Árpád Weisz è stato uno degli allenatori più importanti della storia del Bari. Ha allenato i galletti all’inizio degli anni trenta, portando i biancorossi a conquistare un’importante salvezza in Serie A contro il Brescia, sul campo neutro di Bologna. I tifosi attendevano notizie via radio, accalcati in piazza Massari. Prima di Weisz, il ruolo dell’allenatore era molto diverso da quello che intendiamo oggi. Era una sorta di accompagnatore, un maestro di ginnastica o in alcuni casi un giornalista come Vittorio Pozzo che, dopo aver conquistato i Mondiali del 1934 tornò di corsa in albergo per scrivere il pezzo da mandare al suo giornale. Quello in cui annunciava che l’Italia era diventata campione del mondo. Árpád Weisz, di origini ungheresi, era ebreo. Studiava e divulgava tattica prima che la tattica diventasse l’ossessione degli allenatori, rivoluzionò il calcio dal punto di vista della metodologia di allenamento, dell’alimentazione, persino della psicologia. Fu mago prima del mago: Helenio Herrera. Uno così non poteva che destare l’attenzione delle grandi squadre dell’epoca: l’Inter prima, il Bologna “che tremare il mondo fa”, poi. Fino a quando non fu costretto a lasciare l’Italia, a scappare, a causa delle leggi razziali. Andò ad allenare in Olanda, ma nel 1942 fu arrestato insieme a tutta la famiglia e portato ad Auschwitz, dove morì insieme a sua moglie e ai due bambini. Nelle camere a gas. Nella settimana della memoria, sempre troppo corta al di là degli anniversari e dei palinsesti televisivi che ogni anno ripropongono La vita è bella, giova ricordare chi è stato Weisz, sebbene siano pochissime le persone in vita che possono raccontarlo dal vivo. Ma nello sport le storie si tramandano di padre in figlio, di nonno in nipote, assumono i contorni della leggenda, sfumando la cronaca, come giusto che sia.

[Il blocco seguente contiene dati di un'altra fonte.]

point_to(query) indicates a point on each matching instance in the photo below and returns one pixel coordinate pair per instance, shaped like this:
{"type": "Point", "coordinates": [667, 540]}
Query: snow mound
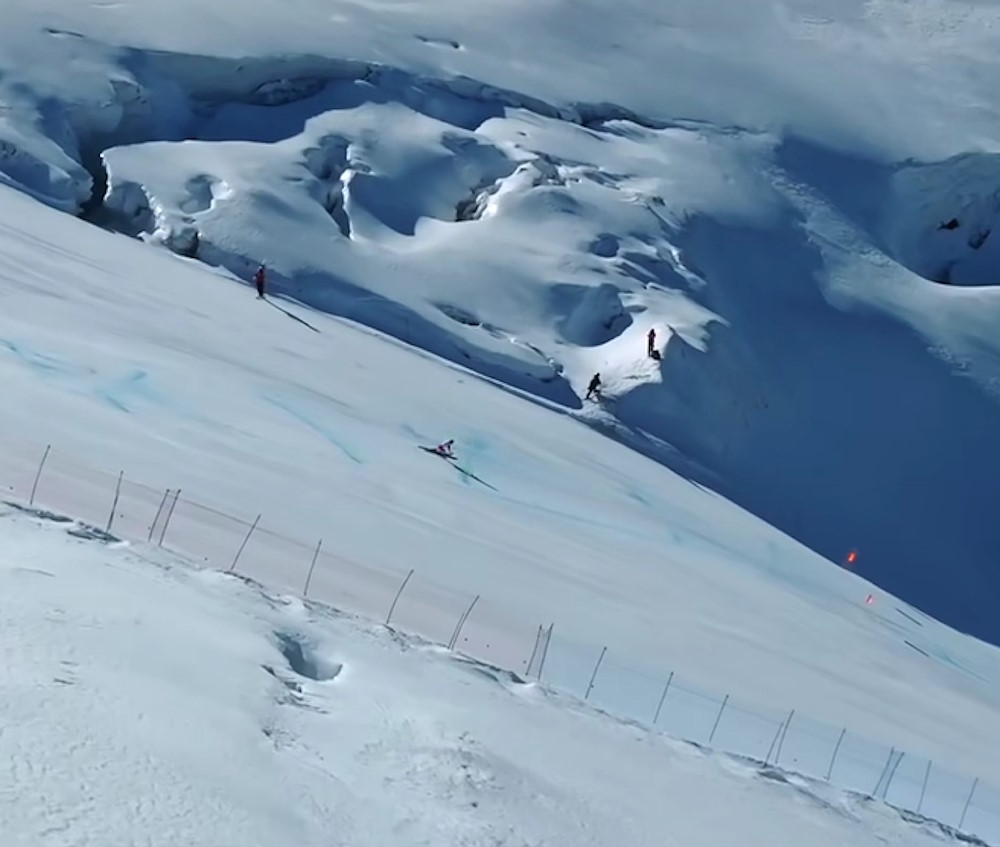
{"type": "Point", "coordinates": [198, 746]}
{"type": "Point", "coordinates": [944, 219]}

«I tifosi lo osannarono, al rientro, portandolo in trionfo da piazza Massari fino alla porta di casa sua in via Podgora, al numero 48. Un supplizio per un timido come lui» scrive Matteo Marani nel suo libro Dallo scudetto ad Auschwitz. Vita e morte di Arpad Weisz, allenatore ebreo.
L’ultimo riferimento a Weisz sulla stampa sportiva barese risale al maggio 1939. Su Cine-Sport non si cita neanche il nome dell’allenatore ungherese. Una memoria dimenticata, non perpetrata, per un uomo e un allenatore che meriterebbe un film, una mostra, uno spettacolo teatrale.
La Ssc Bari lo ha ricordato con un post su Facebook, sarebbe bello dedicargli anche una maglietta, un segno ancora più tangibile durante la prossima partita. La memoria ha senso se fa riflettere, se genera narrazioni nuove e rinnovate, se riporta in vita cose omesse, dimenticate. Come la storia dell’allenatore più innovativo che il Bari abbia mai avuto, il campione che veniva già allora da un mondo disfatto, è un austro-ungarico, l’uomo prima osannato e portato in trionfo, poi dimenticato. Non da noi, non dalla nostra memoria di tifosi e appassionati.